The company was started in 1919 and is headquartered in Georgia. Over the years the company expanded to other countries. The company has provided safety equipment on construction sites.

In 2017, the company began to focus on safety equipment which would be needed to improve infrastructure. Bridges and other Infrastructure has begun to age in North America and BrandSafway began to focus on supplying the safety equipment which will be needed.

In 2019, the company had over 38,000 employees. Brookfield Business Partners bought 45% of the company in September 2019. BrandSafway was valued at $6.7 billion at the time of the purchase.

The company is often contracted to provide safety equipment for complicated jobs. Recently they provided scaffolding for the 120 year old Milwaukee City Hall in Milwaukee, Wisconsin and the Old Cathedral in St. Louis, Missouri. In December 2019 the company was hired to provide safety equipment and scaffolding for work on the Space Needle in Seattle, Washington.

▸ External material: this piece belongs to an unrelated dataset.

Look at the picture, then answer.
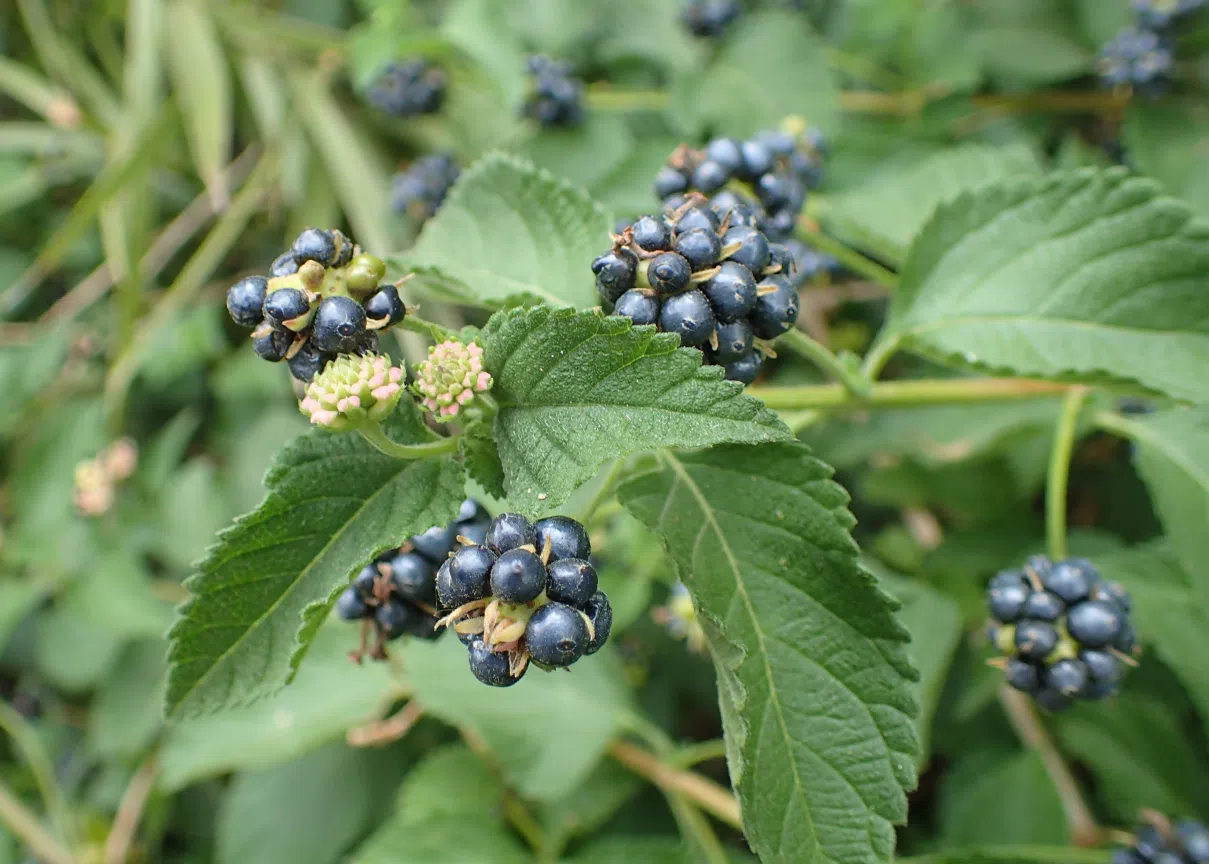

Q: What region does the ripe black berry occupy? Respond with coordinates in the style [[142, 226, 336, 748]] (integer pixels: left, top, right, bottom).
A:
[[647, 253, 693, 295], [525, 603, 589, 666], [227, 276, 268, 330], [364, 285, 407, 326], [676, 228, 722, 272], [659, 289, 716, 347], [701, 261, 756, 321], [583, 591, 613, 656], [311, 294, 365, 354], [467, 638, 520, 688], [536, 516, 592, 565], [613, 290, 659, 324], [751, 273, 802, 340], [491, 549, 545, 603], [487, 514, 537, 555], [592, 249, 638, 305], [545, 558, 598, 608]]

In January 2020, BrandSafway announced the purchase of AGF Access Group, a Quebec-based construction company.

In 2021, BrandSafway acquired Brace Industrial Group for an undisclosed amount from Brown Gibbons Lang & Company. Brace provides scaffolding, insulation, fireproofing, heat tracing, industrial siding and decking, abrasive blasting, painting, specialty coatings, lead and asbestos abatement, concrete repair and refractory.

===Locations===
The company's global headquarters is in Atlanta, Georgia. The company has 253 locations around the world.